Following transplant, it is imperative that all clinicians caring for the patient are aware of the use of OAT, which may necessitate higher-than-average dosing secondary to tolerance and hyperalgesia. Close monitoring for symptoms of withdrawal (including sweating, abdominal pain, diarrhea, and cravings) and treating withdrawal by increasing OAT dosing is crucial to preventing adverse outcomes such as splinting, respiratory complications, and altered mental status following transplant. Involvement of the pain service and utilization of varied pain management strategies including patient-controlled anesthesia may be considered, although it should be noted that significant doses and basal rates may be required. Additionally, multimodal analgesia with opioid-alternatives such as regional anesthesia techniques, acetaminophen, ketamine, and lidocaine where appropriate offer further support while avoiding renal damaging nonsteroidal anti-inflammatory drugs. The timing of the opioid taper plan and simultaneous up-titration of patient’s OAT is dependent on patient specific factors such as duration of intubation, intensive care unit stay, and complexity of their surgical case. If, for some reason, buprenorphine was stopped completely during the perioperative period, it should be carefully reintroduced to decrease risk of precipitated withdrawal.
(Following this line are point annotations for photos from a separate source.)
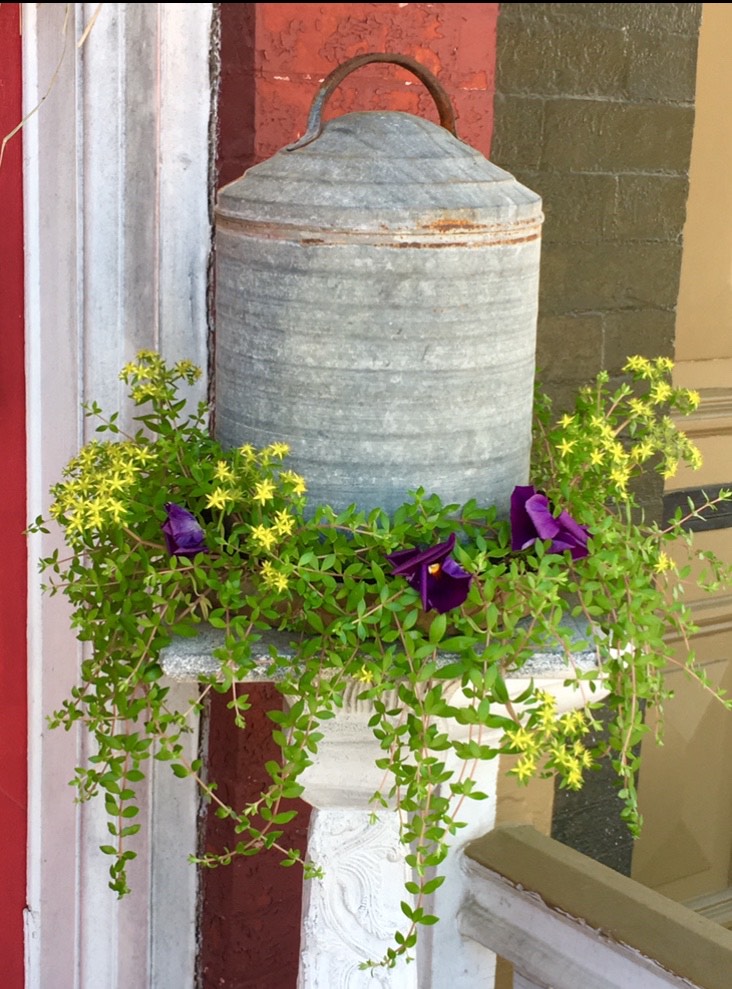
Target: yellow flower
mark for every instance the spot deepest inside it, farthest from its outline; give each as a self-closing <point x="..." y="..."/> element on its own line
<point x="566" y="446"/>
<point x="522" y="739"/>
<point x="278" y="450"/>
<point x="663" y="563"/>
<point x="117" y="510"/>
<point x="143" y="454"/>
<point x="273" y="577"/>
<point x="642" y="451"/>
<point x="115" y="481"/>
<point x="284" y="523"/>
<point x="264" y="491"/>
<point x="264" y="536"/>
<point x="574" y="722"/>
<point x="639" y="365"/>
<point x="222" y="471"/>
<point x="219" y="498"/>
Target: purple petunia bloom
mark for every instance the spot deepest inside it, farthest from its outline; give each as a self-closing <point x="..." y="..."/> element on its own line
<point x="532" y="519"/>
<point x="183" y="535"/>
<point x="441" y="582"/>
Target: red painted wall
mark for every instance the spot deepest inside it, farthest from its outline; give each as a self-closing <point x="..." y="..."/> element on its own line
<point x="273" y="58"/>
<point x="13" y="572"/>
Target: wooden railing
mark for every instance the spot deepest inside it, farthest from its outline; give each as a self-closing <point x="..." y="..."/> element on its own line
<point x="567" y="922"/>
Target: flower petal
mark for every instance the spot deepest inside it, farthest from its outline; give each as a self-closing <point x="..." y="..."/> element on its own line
<point x="183" y="534"/>
<point x="448" y="588"/>
<point x="408" y="560"/>
<point x="523" y="532"/>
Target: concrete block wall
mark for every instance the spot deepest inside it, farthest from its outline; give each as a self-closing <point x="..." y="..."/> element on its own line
<point x="594" y="110"/>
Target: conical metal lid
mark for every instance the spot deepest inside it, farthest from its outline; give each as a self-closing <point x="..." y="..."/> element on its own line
<point x="383" y="174"/>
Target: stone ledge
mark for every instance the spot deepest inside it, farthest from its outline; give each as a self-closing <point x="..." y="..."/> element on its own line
<point x="189" y="659"/>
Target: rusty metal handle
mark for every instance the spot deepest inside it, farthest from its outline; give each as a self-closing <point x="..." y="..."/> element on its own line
<point x="336" y="77"/>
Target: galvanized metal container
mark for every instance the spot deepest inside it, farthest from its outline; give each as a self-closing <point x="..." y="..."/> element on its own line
<point x="376" y="302"/>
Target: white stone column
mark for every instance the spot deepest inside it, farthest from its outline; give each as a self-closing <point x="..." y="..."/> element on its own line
<point x="351" y="914"/>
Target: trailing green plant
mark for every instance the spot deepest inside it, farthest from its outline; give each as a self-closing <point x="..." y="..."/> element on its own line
<point x="166" y="531"/>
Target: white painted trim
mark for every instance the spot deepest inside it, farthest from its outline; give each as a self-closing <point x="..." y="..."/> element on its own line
<point x="549" y="948"/>
<point x="117" y="240"/>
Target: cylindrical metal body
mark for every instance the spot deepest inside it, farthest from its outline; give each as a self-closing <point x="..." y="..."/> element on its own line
<point x="376" y="309"/>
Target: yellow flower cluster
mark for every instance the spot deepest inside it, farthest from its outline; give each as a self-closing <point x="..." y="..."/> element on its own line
<point x="97" y="485"/>
<point x="593" y="439"/>
<point x="551" y="741"/>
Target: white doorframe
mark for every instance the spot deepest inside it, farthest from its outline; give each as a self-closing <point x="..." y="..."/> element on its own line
<point x="118" y="239"/>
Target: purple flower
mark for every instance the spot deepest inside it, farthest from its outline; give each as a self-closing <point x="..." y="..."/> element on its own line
<point x="183" y="535"/>
<point x="532" y="519"/>
<point x="441" y="582"/>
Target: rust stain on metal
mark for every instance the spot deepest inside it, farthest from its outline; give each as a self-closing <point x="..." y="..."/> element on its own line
<point x="448" y="224"/>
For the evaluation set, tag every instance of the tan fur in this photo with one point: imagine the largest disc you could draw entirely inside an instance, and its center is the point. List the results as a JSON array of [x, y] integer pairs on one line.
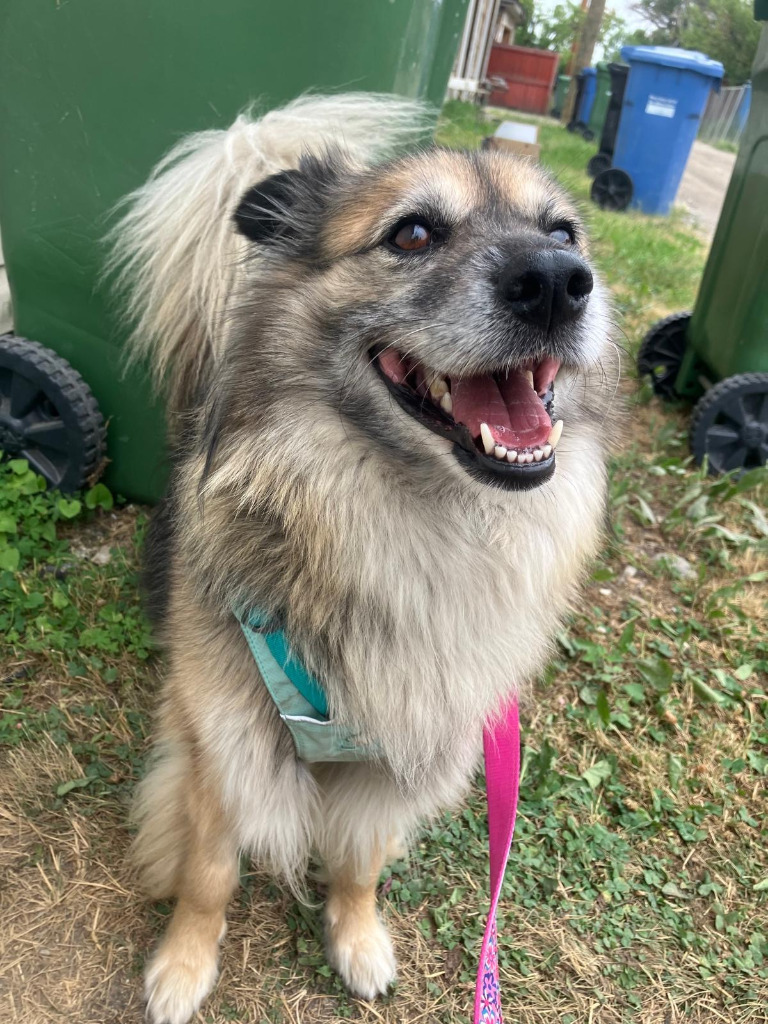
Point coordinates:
[[421, 597]]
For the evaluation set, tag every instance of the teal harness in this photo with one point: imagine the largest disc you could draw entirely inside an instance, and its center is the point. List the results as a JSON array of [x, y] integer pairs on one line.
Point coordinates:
[[298, 696]]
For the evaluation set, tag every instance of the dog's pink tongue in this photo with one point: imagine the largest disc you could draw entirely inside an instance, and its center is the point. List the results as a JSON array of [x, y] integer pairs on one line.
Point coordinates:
[[511, 408]]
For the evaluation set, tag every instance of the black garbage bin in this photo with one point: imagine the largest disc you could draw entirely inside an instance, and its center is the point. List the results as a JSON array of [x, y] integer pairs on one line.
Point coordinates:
[[604, 156]]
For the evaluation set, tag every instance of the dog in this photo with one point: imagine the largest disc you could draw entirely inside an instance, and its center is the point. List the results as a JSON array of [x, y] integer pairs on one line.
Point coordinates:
[[388, 374]]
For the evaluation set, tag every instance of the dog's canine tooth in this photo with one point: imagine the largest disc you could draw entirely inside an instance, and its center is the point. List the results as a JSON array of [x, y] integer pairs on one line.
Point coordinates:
[[487, 438], [555, 433], [438, 388]]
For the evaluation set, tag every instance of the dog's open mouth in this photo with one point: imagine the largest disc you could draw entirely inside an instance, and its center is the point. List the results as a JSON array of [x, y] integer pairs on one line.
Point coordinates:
[[502, 424]]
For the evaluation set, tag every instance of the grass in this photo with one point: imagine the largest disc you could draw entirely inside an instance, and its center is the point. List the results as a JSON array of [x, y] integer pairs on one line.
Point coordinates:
[[638, 884]]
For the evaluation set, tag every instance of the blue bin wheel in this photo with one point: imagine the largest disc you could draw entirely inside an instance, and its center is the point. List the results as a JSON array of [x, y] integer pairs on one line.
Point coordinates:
[[729, 425], [612, 189], [600, 162], [662, 352], [48, 415]]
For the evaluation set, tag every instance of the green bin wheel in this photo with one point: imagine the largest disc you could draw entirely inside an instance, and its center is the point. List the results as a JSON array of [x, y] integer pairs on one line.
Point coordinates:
[[600, 162], [662, 352], [48, 415], [729, 425], [612, 189]]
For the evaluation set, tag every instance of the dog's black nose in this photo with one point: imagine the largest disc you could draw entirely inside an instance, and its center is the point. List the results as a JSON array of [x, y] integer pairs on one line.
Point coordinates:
[[547, 288]]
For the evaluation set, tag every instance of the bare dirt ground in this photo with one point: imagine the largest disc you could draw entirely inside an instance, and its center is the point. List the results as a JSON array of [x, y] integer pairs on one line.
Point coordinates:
[[704, 185]]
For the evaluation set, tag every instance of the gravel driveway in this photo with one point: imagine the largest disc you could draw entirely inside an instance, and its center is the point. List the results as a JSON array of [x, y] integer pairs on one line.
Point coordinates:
[[705, 182]]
Strategies to minimize this risk include waiting for mild withdrawal from opioids or use of microdosing.12,16

Discharge Planning

Once a patient is transferred out of the intensive care unit to the floor, coordination among providers is imperative to ensure they return to their home regimen while allowing for adequate pain control. Upon discharge from the hospital, patients should continue to follow with pretransplant OAT providers to ensure continuity of care.

CONCLUSION

Inexperience and lack of empirical data with OAT in the setting of organ transplant has led to apprehension in listing and transplanting patients with OUD. This article aims to provide a systematic, multidisciplinary approach toward the management of these complex patients with the goal to increase organ transplant equity for patients in OUD remission on OAT. Collaborations between the transplant team and addiction or pain services provide valuable insight into safe management of OAT and opioid pain management in the setting of surgery and ensure that patients treated with these medications are able to continue their therapies without interruptions that could otherwise predispose them to risk of recurrence of OUD.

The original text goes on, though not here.